GPU-accelerated instances on which the NVIDIA Tesla driver is installed can deliver high-performance computing capabilities or provide smoother graphics display effects in specific scenarios. The scenarios include general-purpose computing scenarios such as deep learning and AI scenarios, and graphics acceleration scenarios such as Open Graphics Library (OpenGL), Direct3D, and cloud gaming scenarios. If you do not install the Tesla driver when you create a GPU-accelerated compute-optimized Linux instance, you must manually install the Tesla driver after you create the instance. This topic describes how to manually install the Tesla driver on a GPU-accelerated compute-optimized Linux instance.

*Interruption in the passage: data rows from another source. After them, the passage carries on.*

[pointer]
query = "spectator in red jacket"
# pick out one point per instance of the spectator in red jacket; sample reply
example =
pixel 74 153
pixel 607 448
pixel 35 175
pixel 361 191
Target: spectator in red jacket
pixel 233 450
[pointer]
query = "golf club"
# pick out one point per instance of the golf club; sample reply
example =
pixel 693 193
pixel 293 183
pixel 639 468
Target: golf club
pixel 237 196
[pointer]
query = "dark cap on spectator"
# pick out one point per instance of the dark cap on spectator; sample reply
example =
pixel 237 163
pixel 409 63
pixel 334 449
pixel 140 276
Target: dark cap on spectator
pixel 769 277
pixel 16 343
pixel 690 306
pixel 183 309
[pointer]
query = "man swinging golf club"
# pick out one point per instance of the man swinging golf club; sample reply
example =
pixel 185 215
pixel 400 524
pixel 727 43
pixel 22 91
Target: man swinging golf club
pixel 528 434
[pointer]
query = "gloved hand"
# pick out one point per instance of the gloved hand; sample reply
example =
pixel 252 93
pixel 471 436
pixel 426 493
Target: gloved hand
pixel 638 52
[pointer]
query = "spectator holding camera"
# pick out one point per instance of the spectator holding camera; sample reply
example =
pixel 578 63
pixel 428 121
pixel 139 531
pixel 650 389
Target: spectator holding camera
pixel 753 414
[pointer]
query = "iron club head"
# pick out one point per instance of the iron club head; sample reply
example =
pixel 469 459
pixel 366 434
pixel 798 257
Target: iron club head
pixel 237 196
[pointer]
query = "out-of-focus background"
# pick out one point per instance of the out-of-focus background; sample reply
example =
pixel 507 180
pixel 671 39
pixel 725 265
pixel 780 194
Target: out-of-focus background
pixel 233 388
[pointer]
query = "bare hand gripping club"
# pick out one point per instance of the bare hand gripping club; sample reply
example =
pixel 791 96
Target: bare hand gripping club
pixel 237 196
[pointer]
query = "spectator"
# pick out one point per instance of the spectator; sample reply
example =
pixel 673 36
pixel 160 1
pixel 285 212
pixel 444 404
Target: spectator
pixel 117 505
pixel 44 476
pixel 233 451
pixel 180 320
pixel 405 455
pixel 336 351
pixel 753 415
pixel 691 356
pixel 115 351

If a GPU-accelerated compute-optimized instance runs Alibaba Cloud Linux 3 and the Tesla driver is not automatically installed when you create the instance, you can use YUM to install the driver. For more information, see Use YUM to quickly install the NVIDIA Tesla driver on a GPU-accelerated compute-optimized Alibaba Cloud Linux 3 instance.
Procedure
This procedure applies to all GPU-accelerated compute-optimized Linux instances. For more information, see GPU-accelerated compute-optimized instance families (gn, ebm, and scc series). You can install only the Tesla driver that runs the same OS as the instances. For example, you can install only the Linux Tesla driver on a GPU-accelerated compute-optimized Linux instance.
Step 1: Download the Tesla driver
Visit the NVIDIA driver download page.
NoteFor more information about how to install and configure an NVIDIA driver, see NVIDIA CUDA Installation Guide for Linux.
Configure search conditions and click Find to search for a driver that is suitable for your instance.
The following table describes the search conditions.
Condition
Description
Example
Product type
Product series
Product family
Select the product type, product series, and product family based on the GPU of the GPU-accelerated instance.
NoteFor more information about how to view the details of a GPU-accelerated instance, such as the instance ID, instance type, and OS, see View instance information.
Data Center / Tesla
A-Series
NVIDIA A10
OS
Select a Linux version based on the image of the instance.
Linux 64-bit
CUDA Toolkit version
Select a CUDA Toolkit version.
11.4
Language
Select a language for the driver.
Chinese (Simplified)
On the result page, click View More Versions.
Find the driver that you want to download and click View next to the driver name.
In this example, the Data Center Driver for Linux x64 driver whose driver version is 470.161.03 and CUDA Toolkit version is 11.4 is selected.
On the details page of the driver that you want to download, right-click Download and select Copy URL.
Connect to the GPU-accelerated compute-optimized Linux instance.
For more information, see Use Workbench to connect to a Linux instance over SSH.
Run the following command to download the driver installation package:
Replace the URL in the sample code with the URL that you obtained in Substep 5.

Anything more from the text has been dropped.